Robert Zimmerman
Refusing Trashy Thoughts
From his book “As a Man Thinketh” Author James Allen said: “Mind is the Master power that molds and makes, And Man is Mind, and evermore he takes the tool of Thought, and , shaping what he wills, brings forth a thousand joys, a thousand ills—man thinketh, and it comes to pass—environment is but his looking glass.”
In brief your mind is a garden…take heed of what you plant…for as you soweth that will you also reap.
My mind is my garden to tend—my thoughts are my responsibility and I am on a mission to rid myself of the trashy stuff and replace them with that which is life giving and character enriching. To listen to our vocabulary you would think we are victims of our thoughts. Someone says “Don’t talk to me, I am a bad mood.” This is said as if the mood were a geographical place not simply a chosen mindset—sort of like “Don’t call me, I am Zimbabwe.” Perhaps you have heard the expression “Don’t mess with ______ she/he has a terrible disposition.” Is a disposition something we “have” ? Like a cold or a flu—or is it something we often choose? Are we thus victims of the emotional bacteria of a particular season? Or do we have an empowered choice? When it comes to what I allow to feed my mind there is no victimology—I am the solo doorkeeper for what I feed my mind.

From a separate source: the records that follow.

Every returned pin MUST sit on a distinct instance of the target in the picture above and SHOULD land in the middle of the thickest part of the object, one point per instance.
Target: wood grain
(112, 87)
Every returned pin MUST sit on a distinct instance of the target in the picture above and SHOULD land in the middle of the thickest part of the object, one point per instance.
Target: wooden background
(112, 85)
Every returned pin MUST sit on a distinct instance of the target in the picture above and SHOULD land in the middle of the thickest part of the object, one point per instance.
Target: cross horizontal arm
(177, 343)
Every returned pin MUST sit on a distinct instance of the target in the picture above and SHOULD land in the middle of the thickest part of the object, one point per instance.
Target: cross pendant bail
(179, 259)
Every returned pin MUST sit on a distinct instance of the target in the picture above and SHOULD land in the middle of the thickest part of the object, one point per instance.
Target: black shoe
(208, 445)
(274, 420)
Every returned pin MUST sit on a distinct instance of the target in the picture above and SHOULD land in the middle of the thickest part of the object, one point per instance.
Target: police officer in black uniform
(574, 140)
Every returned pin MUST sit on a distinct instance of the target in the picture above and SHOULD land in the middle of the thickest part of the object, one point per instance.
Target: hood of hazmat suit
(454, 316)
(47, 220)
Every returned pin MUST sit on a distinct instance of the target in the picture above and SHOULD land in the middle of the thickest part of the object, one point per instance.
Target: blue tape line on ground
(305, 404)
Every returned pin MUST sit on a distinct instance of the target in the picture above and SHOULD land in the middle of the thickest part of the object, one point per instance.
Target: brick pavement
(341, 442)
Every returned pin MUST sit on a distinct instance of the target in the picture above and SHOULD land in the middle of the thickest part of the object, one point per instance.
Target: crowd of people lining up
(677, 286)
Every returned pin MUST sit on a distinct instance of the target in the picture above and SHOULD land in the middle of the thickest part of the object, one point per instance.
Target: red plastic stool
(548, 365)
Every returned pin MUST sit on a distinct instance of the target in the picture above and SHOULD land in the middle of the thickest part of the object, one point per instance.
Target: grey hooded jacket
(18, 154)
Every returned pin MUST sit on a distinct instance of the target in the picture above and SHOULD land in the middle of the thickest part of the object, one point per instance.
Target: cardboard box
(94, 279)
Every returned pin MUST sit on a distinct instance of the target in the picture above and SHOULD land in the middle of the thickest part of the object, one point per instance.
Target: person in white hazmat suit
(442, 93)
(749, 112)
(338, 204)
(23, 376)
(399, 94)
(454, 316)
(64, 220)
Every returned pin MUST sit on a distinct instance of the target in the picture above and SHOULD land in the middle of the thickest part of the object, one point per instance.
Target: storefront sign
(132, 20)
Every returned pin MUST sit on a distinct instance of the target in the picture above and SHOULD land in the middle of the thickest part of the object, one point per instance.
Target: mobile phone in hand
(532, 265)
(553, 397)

With this in mind I have made some recent choices concerning some television programming that I find very negative, and divisive. I don’t need to get into the particulars except to say I have made some deliberative choices to no longer occupy my mind with what I deem trashy. Apparently there are millions of others who have also tuned out and are seeking more positive and hopeful mental input. The channels I can tune to in my mind are many and for me it pays to be vigilant with my mental remote.
My ongoing decisions to guard my mental focuses are part of what it means to me to heed the words of 2 Corinthians 10:5 “demolishing arguments and every pretension that sets itself against the knowledge of God, and taking captive every thought to make it obedient to Christ.” Do you hear the battlefield jargon in that passage to demolish arguments and pretenses, take every thought captive, make your thoughts obedient…You get from this that we are soldiers and our thoughts can become enemy forces. Our assignment is to protect the gateway of the mind and refuse entrance to trashy thoughts. The minute they appear—we can go into action against them. We can declare to ourselves and our hearts “This heart belongs to God—and trash is not welcome aboard.” Jesus said it a bit more harshly when Peter encouraged him to deviate from God’s highest plan “Get thee behind me Satan for you have not in mind the things of God.”
I close with another quote from James Allen’s book As a Man Thinketh – “A person’s mind may be likened to a garden, which may be intelligently cultivated or allowed to run wild; but whether cultivated or neglected, it must and will bring forth.”